So for the time being let's just assume cost to be a certain amount of energy or resource required to keep a living arrangement sustained.
Social costs often mount up in hidden and unexpected ways. Take the costs that are incurred through the interaction of long and short term thinking. At the moment we'll have to skip how long and short term thinking arise, and what elements influence their interplay; for now I want to focus on a brief analysis of costs.
It takes a whole collection of expansionary projects, furthered by short term thinking and minuscule private actions which reduce cost and increase efficiency, which then contribute to a sort of economic and political amassing of infrastructure and population, which then contains a vast array of constituents and dependents, and which must now be maintained at high cost.
The maintenance of any kind of large and complex material mass must be managed with intricate long term thinking which accounts for and minimizes costs, so as to sustain that mass into the vague future without those costs overrunning the energy it takes to maintain it. And this abundant and powerful mass provides all the means needed for something like short term business thinking to burn up the surplus and transfer costs, such as by providing an inferior product at greater cost.
This sort of process increases costs overall. It takes a sort of baseline cost to maintain a complex social system as it is, with careful maintenance and economy. But as known most explicitly in the medical and construction industries, failures tend to incur greater cost to repair than regular maintenance. Upon finding a vast social system producing abundance and profit, short term business has found that it can harness that abundance without giving back in return, passing the costs to someone else, and ultimately increasing those costs by encouraging failures and ruptures in the continuity of planning and management, as most commonly found in the neoliberalization process.

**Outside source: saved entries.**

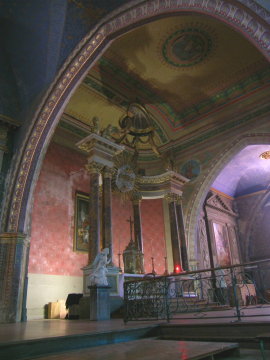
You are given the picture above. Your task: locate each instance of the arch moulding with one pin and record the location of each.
(245, 16)
(200, 192)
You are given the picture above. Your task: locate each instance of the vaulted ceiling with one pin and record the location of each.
(195, 76)
(184, 69)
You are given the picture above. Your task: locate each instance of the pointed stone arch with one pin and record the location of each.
(246, 17)
(216, 166)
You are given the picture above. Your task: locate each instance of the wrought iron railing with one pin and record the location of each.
(213, 293)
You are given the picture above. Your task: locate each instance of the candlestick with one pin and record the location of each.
(153, 266)
(166, 266)
(119, 261)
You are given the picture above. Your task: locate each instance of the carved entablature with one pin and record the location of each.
(221, 204)
(100, 149)
(166, 183)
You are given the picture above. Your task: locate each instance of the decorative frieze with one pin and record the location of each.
(94, 168)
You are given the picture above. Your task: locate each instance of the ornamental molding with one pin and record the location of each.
(222, 205)
(165, 177)
(94, 168)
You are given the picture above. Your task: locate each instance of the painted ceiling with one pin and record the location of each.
(183, 69)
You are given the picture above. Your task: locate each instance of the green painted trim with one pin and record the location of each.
(208, 42)
(8, 120)
(112, 94)
(73, 129)
(223, 128)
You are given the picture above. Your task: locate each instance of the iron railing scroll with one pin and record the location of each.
(222, 292)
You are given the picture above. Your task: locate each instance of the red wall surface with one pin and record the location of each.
(51, 250)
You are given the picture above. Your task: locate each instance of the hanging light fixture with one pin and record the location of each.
(265, 155)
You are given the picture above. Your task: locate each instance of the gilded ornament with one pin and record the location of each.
(94, 168)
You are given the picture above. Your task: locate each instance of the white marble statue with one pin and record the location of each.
(98, 276)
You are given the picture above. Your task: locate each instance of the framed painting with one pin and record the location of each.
(81, 227)
(222, 245)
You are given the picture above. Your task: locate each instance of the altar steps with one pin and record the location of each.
(31, 349)
(152, 349)
(244, 333)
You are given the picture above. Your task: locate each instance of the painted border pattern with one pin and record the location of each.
(253, 28)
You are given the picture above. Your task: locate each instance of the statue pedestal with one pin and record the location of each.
(99, 303)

Another dynamic to consider is the proliferation of myriad increased costs opened up by processes of privatization and political austerity. With privatization, there are the familiar phenomena of looting and monopoly pricing that occur which drive up these costs, and with austerity, the flow of currency emanating from the state is strangled off, and so private banking must pick up the slack with costly credit in its various forms - really another form of looting and monopoly pricing.
But there are other less visible costs that take place with changes in the interconnecting social relations, and the changing behaviors that those changes encourage. Austerity and privatization reduce economic security, and they disintegrate the social floor which is to hold up the whole of society.
When something like this happens, there is a fear and insecurity that spreads throughout the whole body politic, and what little trust remained over the violent course of civilization is smothered into ember once again. With an environment that is ruled by fear and distrust, the predominating business instinct is not to deliver products and services at cost, but to take as many resources as one can get away with to compensate for that loss in security, or in other words, to provide a buffer and cushion with which to maintain oneself and one's community. And this behavior universalized is a mass driver of costs.
This cost then, lies in a universal proliferation of the desire for a sort of security cushion, an amassing of resources far above what it takes to subsist, a desire which is only satisfied with the power to amass such resources, leaving less and less for a growing pool of powerless. Of course, such a process has been going on since at least the dawn of capitalism, and really well before that milestone as well, and it is a process that oscillates in intensity and concentration across time.